The fast-fashion sector, which was built on low-priced, in-and-out collections that have been perceived almost as disposable, has been one of the most distressed in all of retail. Not only were many chains impacted, like the rest of the apparel industry, by consumers turning away from fashion during the COVID stay-at-home orders. They also face long-term challenges as young adults put a premium on sustainability and are increasingly opting for well-made, more expensive items that will last, rather than the latest “it” product.
The struggles of many retailers playing in this segment are illustrated by the bankruptcy and subsequent purchase of Forever 21 by Authentic Brands Group, Simon Property Group, and Brookfield Property Partners (which later sold its share) earlier this year, as well as the purchase of Topshop by ASOS in 2020, after Topshop’s parent Arcadia Group went into administration. Topshop closed its standalone bricks-and-mortar stores and has become a brand within the ASOS ecommerce ecosystem and in stores such as Nordstrom and Selfridges. Forever 21 continues to have a bricks-and-mortar presence, albeit with 25% fewer stores than in 2019, and is planning to open additional locations. Its strategies for survival include raising apparel quality with “good, better, best” tiers, continuing to offer collaborative collections, and widening its beauty selection.
Recent indications suggest some fast-fashion retailers may be looking to enter or further emphasize the home goods category as a way to become less reliant on their core apparel businesses:
- Gap entered the home arena for the first time through a deal with Walmart announced last week. It took the unusual route of launching its branded home goods exclusively through the mass merchant’s ecommerce platform, rather than in a department in the Gap flagship stores or in dedicated branded home stores, as some of its competitors have done. The collection launched with more than 400 items from tabletop to bed and bath to décor, with limited-edition drops planned throughout the year. When Gap signed IMG as the licensing agent for its Gap, Banana Republic, and Janie and Jack brands last spring, it mentioned home goods as being a primary goal.
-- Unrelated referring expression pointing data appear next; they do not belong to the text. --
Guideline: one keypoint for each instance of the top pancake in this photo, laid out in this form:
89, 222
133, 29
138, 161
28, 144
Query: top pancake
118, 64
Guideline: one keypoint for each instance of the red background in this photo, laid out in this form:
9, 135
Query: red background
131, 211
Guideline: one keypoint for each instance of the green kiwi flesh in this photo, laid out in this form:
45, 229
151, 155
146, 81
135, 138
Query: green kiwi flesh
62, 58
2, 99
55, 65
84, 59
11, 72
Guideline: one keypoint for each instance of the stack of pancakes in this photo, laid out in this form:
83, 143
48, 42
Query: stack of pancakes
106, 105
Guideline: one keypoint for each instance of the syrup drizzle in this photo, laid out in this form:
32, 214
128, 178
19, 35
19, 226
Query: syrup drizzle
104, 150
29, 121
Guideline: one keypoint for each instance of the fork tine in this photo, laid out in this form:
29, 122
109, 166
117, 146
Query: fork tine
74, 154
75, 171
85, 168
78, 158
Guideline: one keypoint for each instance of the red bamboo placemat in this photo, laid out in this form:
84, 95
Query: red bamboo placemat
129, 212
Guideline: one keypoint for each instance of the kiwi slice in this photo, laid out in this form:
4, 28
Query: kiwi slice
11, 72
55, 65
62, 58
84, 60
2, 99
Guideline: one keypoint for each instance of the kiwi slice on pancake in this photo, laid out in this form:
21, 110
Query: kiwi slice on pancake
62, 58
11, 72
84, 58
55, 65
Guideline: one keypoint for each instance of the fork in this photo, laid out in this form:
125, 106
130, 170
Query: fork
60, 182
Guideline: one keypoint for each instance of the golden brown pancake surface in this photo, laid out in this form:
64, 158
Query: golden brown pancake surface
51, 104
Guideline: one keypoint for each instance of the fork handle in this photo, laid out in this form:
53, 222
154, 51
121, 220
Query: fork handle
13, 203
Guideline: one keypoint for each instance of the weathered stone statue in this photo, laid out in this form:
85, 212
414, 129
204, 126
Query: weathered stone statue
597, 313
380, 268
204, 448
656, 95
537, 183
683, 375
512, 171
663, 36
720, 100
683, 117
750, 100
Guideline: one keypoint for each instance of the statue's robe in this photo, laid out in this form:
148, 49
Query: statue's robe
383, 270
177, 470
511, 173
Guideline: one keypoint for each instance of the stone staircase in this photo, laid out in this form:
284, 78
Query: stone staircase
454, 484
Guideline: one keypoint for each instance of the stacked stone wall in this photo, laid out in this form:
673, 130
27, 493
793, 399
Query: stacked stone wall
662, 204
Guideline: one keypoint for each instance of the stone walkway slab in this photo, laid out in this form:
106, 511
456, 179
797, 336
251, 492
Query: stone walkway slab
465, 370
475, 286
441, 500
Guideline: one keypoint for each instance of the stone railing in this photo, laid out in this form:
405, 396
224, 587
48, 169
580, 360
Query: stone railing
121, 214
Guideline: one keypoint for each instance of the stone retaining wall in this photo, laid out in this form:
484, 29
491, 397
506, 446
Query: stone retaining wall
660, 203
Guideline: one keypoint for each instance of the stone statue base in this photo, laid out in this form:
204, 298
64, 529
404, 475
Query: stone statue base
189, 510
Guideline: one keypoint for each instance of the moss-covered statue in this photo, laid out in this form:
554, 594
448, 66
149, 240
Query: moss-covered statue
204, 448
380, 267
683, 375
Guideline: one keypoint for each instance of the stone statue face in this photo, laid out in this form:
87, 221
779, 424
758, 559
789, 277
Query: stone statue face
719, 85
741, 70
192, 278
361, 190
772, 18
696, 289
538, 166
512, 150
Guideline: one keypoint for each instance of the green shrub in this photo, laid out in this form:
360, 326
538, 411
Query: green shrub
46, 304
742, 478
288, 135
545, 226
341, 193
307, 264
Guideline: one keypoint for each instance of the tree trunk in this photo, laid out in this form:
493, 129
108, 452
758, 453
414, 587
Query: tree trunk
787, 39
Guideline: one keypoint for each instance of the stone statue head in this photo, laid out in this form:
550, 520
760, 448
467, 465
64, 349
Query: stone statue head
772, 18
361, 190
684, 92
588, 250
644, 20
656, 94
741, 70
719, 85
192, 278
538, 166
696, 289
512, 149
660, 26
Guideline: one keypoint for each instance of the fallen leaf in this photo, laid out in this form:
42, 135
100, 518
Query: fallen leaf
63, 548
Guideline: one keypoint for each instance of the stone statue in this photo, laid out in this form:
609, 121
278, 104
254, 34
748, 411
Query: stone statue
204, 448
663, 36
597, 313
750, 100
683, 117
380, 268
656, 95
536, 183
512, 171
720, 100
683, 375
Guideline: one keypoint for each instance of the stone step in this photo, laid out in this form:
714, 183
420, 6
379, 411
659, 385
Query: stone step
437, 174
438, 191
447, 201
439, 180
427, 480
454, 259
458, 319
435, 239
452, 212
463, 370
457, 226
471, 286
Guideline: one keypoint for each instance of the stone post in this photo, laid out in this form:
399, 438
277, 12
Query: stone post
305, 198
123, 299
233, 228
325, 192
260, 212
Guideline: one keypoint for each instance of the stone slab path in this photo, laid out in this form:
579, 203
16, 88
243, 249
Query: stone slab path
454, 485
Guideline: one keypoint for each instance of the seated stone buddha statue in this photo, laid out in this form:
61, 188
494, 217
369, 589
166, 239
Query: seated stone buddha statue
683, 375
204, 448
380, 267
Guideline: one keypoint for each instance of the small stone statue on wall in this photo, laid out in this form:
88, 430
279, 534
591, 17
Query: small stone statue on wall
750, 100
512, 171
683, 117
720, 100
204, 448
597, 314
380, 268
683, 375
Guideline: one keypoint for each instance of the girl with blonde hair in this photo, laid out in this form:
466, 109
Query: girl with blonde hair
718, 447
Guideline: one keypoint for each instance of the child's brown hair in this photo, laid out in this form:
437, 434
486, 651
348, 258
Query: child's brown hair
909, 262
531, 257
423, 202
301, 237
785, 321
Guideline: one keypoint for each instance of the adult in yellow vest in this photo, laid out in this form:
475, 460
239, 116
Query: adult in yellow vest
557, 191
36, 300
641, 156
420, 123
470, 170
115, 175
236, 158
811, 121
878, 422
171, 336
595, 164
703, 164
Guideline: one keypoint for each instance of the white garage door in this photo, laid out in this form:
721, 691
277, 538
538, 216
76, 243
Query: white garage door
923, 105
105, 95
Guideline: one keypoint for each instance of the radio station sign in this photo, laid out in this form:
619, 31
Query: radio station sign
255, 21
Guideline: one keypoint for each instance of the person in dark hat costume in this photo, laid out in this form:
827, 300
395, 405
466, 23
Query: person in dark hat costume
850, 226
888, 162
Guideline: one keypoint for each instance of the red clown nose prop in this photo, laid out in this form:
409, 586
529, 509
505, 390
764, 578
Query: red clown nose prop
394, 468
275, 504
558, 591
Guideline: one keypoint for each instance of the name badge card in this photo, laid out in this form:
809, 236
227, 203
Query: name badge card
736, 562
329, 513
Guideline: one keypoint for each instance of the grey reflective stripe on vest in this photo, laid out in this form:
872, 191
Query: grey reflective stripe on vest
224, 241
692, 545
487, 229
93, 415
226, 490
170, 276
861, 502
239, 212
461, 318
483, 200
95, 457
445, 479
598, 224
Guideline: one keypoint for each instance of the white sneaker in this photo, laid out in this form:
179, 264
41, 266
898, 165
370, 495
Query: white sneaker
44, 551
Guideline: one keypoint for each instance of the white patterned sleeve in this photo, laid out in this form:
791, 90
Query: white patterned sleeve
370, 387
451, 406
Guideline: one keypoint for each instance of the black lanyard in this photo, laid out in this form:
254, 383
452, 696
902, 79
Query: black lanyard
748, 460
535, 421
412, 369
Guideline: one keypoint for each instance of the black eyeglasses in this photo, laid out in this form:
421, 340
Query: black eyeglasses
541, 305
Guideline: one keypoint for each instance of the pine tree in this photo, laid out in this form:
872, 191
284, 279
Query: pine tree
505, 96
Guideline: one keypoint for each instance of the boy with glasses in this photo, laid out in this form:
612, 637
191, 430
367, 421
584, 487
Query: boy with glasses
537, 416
- Mango launched its first home goods line earlier this year, focused on Mediterranean-inspired textiles for bed, bath, and living room. Products—which, like the Gap collection, stress the inclusion of sustainable materials—include bathrobes, bed linens, blankets, cushions, duvet covers, pillows, scented candles, and towels. The items are sourced from the brand’s headquarters country of Spain and other nearby territories. In the fall, the retailer will add tableware and kitchen products to the assortment, which is sold on Mango’s ecommerce sites across Europe and the U.K.
- H&M Home’s situation is somewhat different, as it launched back in 2009. But this year brought the retailer’s highest-profile collaboration in the category to date, and its first with a fashion designer, as it debuted a widely promoted 31-SKU limited-edition collection with fashion designer Diane Von Furstenberg. Previous collaborators for the home category at H&M have included model Poppy Delevingne and interior designer Jonathan Adler. The Von Furstenberg collection translates some of her well-known patterns, many of them made famous on her wrap dresses, into the home. Products, which became available in mid-April both online and in select stores, ranged from cushion covers, robes, and wool blankets to candles, trays, and glass vases. The partners stressed the timeless nature of the designs in speaking about the collection at its launch.
Like H&M, some other retailers classified as purveyors of fast fashion have been active in the home goods sector for years, and typically feature collaborative goods as part of the mix, at least on occasion. They include Zara Home, which most recently launched a collection with design expert and founder of the EyeSwoon lifestyle site, Athena Calderone; Urban Outfitters, whose home-goods collaborations have ranged from the Architectural Digest spin-off website Clever to artist CatCoq; and Primark, which has collaborated on home goods over the years with the likes of Disney for Mickey Mouse and Mulan, Warner Bros. for Friends, and lifestyle influencer Gabriella Lindley.
A long list of other brands, meanwhile, from Old Navy and Forever 21 to Uniqlo and Topshop and beyond, have had little to no presence in home goods to date. It will be interesting to see if they follow Gap, Mango, and more established players such as Zara, H&M, Primark, and Urban Outfitters into this sector.